Combining pimavanserin with different antipsychotic drugs could reduce a wide range of side effects, and the approach could be applied to a number of different psychiatric disorders.

What Next?

To submiit pimavanserin for FDA approval, the company has to comply with additional requirements. Manufacturing registration batches of pimavanserin for testing for stability is likely to begin by year-end 2013. Drug on drug interaction studies are underway.

A pre-submission meeting with the FDA and meetings with European regulatory officials are planned before year-end.

The company has also organized a specialty neurology sales force for the U.S. market.

Preparations are also underway for a Phase 2 trial to test pimavanserin in ADP, scheduled to start in the second half of 2013. The 12-week trial is expected to enroll 200 patients randomized equally against placebo. Several elements of the Phase 3 trial in PDP will be incorporated into the trial; for example, the use of independent raters.

Partner Allergan (NYSE:AGN) has nominated a second compound for development in glaucoma, and preclinical studies are underway. Allergan will be responsible for all development and commercialization costs.


The current standard of care for controlling PDP consists primarily of two drugs, AstraZeneca's (NYSE:AZN) bipolar and schizophrenia medication Seroquel and Novartis' (NYSE:NVS) schizophrenia drug Clozaril.

These medications are merely bandaids for PDP. Novartis' Clozaril can potentially lead to a rare white blood cell condition known as agranulocytosis (a failure of the bone marrow to make enough white blood cells), making it necessary for patients on the medication to get weekly blood tests for the first six months.

Pimavanserin, if approved, could change that and gradually take market share from the antipsychotic drugs currently used in treating PDP.

Investors' summary

Acadia's revenues totaled $451,000 for the second quarter compared to $599,000 for the second quarter of 2012 and came from the collaborations with Allergan, as well as from research grants.

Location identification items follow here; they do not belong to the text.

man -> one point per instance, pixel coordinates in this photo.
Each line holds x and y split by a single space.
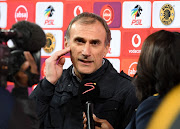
59 94
16 110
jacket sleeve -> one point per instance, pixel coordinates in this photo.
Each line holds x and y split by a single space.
42 96
130 104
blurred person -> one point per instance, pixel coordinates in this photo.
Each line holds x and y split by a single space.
158 72
58 96
17 111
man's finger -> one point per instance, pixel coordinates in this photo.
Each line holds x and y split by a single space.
60 53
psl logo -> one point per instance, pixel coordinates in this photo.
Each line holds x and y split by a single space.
90 84
134 38
77 10
49 13
132 69
167 14
21 13
136 12
107 13
50 43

The company has run up substantial operating losses since the beginning due to research and development expenditures. At the end of June, Acadia had an accumulated deficit of $382.9 million. Operating losses are expected to continue for the next several years.

Acadia ended the second quarter with $205.5 million in cash, up from $101.5 million in the first quarter. The reason for the increase is the $107.9 million in net proceeds from the sale of 9,200,000 shares of common stock in a public offering in May 2013.

The company used about $12 million in cash during the first half of 2013 to fund operations. In the second half and beyond, cash use will increase as the PDP program advances toward the FDA filing, and the pimavanserin program addresses other indications.

Cash and investment securities are anticipated to total at least $183 million at the end of December, which is sufficient to advance the PDP program.

In the past 52 weeks the stock price ranged from $1.80 to $29.73, a huge run-up, which shows the desire and hope of investors to see a success in this medical area. But the run-up may not be sustainable, and in recent days the stock price showed weakness.

The concept is sound, as far as an outsider can determine.

Pimavanserin is a 5HT2A inverse agonist. Its antipsychotic effects coupled with its lack of motor side effects could make it an ideal drug for treating psychotic symptoms in Parkinson's, a major unmet need.

Behind pimavanserin, there are two additional clinical stage programs in the areas of chronic pain and glaucoma in collaboration with Allergan. Allergan is responsible for the development and Acadia is eligible for milestones and royalties.

An innovation that is actually working is welcome news in the barren landscape of the Parkinson's and Alzheimer's research. One more innovation may be needed -- someone should figure out how to move revolutionary ideas like pimavanserin through the approval process and into the clinic a little faster.

Disclosure: I have no positions in any stocks mentioned, and no plans to initiate any positions within the next 72 hours. I wrote this article myself, and it expresses my own opinions. I am not receiving compensation for it (other than from Seeking Alpha). I have no business relationship with any company whose stock is mentioned in this article.